In my day job as someone who works with Microsoft Power Platform tools and solutions, I am one of the most vocal AI skeptics in this ecosystem. Especially with any built-in Copilot features. In my weekly newsletter I mock the state of AI features mercilessly and try to demonstrate how most of the value in this technology still comes from the core platform features and the expert knowledge on this niche. I see the gaps between marketing and reality so clearly because I truly am pretty damn good in the specific domain of MS business apps.
When I step outside this bubble, I lack that protective expertise. I am aware of the rabbit hole effect that LLMs as the greatest bullshit machines ever built are likely to trigger in the user. At the same time, I must acknowledge I can now go much further and faster with these tools when encountering problems and tasks that are outside my comfort zone. I’d hate to work without this capability.
What I try to always do, though, is to pay attention to failure and talk about it. The online world is full of excitement around whatever vibe-coded tools someone was able to create by one-shotting the latest AI models. The Claude Code moment of 2025 is only now spreading into the wider information worker population and we’ll see even more incredible stories about where an LLM succeeded. We should celebrate both success and failure, just like all the startup gospel and innovation coaching tells us. If AI is now a normal part of business, the same rules must apply to how we treat it.
I tend to ask my AI assistants to write postmortems when we come across a failure worth remembering. In this case, the analysis centered around the issue of observation bandwidth. What seemed like a fitting use case for LLMs (search details about the complicated but finite Bluetooth spec) turned into a wild debugging goose chase because the results could not be validated. Hardware debugging is very different from software development in terms of how AI can close the loop via testing the code.

In Claude’s own generated words, here’s what was “genuinely hard” for it:
The feedback loop is the fundamental constraint. Every hypothesis required: copy a command, paste it into a terminal, run it, read the output, type or paste it back. That round-trip introduced real friction — commands broke across lines, shell escaping failed, btmon output got truncated. Debugging through a keyhole. A human expert sitting at the machine would have caught the btmgmt -i flag anomaly in ten seconds by just running btmgmt info twice. It took multiple frustrating iterations.

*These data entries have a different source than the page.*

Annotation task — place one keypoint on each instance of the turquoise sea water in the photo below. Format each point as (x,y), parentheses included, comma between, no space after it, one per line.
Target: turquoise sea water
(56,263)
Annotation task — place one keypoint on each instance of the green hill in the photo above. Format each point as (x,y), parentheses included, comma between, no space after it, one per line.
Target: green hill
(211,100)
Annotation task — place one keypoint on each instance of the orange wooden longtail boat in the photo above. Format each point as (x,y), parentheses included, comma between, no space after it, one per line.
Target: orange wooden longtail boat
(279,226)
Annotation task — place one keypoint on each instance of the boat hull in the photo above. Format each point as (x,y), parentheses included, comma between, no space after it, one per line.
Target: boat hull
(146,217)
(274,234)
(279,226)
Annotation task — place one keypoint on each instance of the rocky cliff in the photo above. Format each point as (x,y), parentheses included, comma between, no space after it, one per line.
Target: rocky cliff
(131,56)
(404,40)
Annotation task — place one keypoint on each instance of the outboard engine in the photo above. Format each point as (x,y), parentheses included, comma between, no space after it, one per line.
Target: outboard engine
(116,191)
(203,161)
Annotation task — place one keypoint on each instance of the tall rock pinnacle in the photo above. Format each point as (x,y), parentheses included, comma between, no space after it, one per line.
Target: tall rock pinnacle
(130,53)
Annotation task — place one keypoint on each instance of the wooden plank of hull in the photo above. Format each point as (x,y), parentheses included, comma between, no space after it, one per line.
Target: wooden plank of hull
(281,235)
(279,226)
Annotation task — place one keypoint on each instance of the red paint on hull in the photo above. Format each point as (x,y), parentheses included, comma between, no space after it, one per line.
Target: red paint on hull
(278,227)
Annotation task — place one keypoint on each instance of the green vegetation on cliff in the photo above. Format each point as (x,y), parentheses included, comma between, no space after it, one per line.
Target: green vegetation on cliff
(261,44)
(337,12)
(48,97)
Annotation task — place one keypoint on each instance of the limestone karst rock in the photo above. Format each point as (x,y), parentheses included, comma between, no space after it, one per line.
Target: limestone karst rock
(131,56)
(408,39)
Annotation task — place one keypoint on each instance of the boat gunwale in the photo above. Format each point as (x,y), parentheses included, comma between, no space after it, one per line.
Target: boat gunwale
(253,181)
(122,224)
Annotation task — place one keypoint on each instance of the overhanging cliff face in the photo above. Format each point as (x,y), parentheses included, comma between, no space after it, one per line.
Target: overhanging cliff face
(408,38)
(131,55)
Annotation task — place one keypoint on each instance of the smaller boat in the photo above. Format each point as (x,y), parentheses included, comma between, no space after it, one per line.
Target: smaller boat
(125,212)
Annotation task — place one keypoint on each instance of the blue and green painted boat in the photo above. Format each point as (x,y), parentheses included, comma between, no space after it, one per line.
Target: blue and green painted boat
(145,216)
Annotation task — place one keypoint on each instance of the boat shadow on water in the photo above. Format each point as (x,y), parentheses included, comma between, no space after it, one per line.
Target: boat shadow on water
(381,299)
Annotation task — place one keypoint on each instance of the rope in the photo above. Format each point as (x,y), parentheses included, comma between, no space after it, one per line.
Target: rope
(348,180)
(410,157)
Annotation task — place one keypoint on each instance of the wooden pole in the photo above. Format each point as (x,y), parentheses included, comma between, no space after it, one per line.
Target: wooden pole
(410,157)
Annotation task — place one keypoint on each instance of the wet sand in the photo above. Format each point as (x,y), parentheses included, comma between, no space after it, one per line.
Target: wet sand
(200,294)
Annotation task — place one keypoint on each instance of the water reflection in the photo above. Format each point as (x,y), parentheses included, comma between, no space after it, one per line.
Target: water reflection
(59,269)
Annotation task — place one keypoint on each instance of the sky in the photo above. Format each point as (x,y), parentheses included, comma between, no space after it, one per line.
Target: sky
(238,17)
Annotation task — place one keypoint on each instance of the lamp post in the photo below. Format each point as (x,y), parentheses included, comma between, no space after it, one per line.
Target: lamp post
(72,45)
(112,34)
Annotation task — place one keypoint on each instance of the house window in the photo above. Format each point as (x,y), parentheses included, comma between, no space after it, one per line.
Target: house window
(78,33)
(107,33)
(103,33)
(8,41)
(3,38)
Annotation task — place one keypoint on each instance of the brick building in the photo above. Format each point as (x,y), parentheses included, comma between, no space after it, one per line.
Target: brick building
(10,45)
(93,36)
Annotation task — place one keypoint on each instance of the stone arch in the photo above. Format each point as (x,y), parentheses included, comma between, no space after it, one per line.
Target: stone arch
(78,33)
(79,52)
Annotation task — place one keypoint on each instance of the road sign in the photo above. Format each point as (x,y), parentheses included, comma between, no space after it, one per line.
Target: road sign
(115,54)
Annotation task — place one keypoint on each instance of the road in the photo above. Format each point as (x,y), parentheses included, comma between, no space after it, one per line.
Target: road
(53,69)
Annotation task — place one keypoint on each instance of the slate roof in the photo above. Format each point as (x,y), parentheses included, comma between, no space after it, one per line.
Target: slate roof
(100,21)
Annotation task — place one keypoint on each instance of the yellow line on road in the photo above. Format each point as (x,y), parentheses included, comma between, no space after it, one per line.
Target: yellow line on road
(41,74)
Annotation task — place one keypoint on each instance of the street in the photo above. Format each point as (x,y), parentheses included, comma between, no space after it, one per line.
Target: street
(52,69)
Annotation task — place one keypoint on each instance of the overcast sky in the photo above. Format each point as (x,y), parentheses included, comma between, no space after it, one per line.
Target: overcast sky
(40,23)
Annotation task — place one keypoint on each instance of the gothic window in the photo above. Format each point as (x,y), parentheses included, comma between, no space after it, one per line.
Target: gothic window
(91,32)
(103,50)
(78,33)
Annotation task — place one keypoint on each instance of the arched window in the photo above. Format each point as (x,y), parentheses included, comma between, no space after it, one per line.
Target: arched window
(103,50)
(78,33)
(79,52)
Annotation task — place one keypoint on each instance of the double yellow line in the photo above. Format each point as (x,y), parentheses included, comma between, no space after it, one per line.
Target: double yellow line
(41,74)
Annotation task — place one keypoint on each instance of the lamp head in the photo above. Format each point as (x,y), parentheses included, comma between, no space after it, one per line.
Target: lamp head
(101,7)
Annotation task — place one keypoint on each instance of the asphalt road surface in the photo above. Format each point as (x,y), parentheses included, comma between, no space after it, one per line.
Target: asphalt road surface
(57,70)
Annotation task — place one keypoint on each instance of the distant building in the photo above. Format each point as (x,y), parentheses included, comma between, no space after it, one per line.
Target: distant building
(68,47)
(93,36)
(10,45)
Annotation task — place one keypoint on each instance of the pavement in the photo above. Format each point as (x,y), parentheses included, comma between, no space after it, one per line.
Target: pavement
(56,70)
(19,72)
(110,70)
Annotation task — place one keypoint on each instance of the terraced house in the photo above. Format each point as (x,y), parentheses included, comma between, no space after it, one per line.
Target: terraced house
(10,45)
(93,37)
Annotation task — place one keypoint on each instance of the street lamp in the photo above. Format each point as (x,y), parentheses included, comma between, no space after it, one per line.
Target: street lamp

Related: no ability to observe state changes. When the keyboard was in its connect/disconnect loop, what was needed was to watch btmon live, see the exact frame sequence, and react. Instead: filtered snapshots. The capture script helped, but it’s a workaround for a fundamental limitation.
The multi-session memory loss also cost real time. The MITM/Numeric Comparison theory that dominated the early sessions was wrong — the errors were from a stale LTK — but it took a full re-diagnosis in a later session to establish that, partly because the reasoning that led to the wrong theory had been summarised away.
Fair points, my AI buddy. Some of these limitations may well get solved in future tools, just like the arrival of CLI-based AI tools clearly pushed the boundaries much further. In the end, this is a domain where it should be far easier to close the loop with technology than in most of the scenarios advertised for autonomous AI agents in the messy world outside the computer.
Claude and I fail together, and we succeed together. As of today, only one of us can learn from this and adjust our actions accordingly.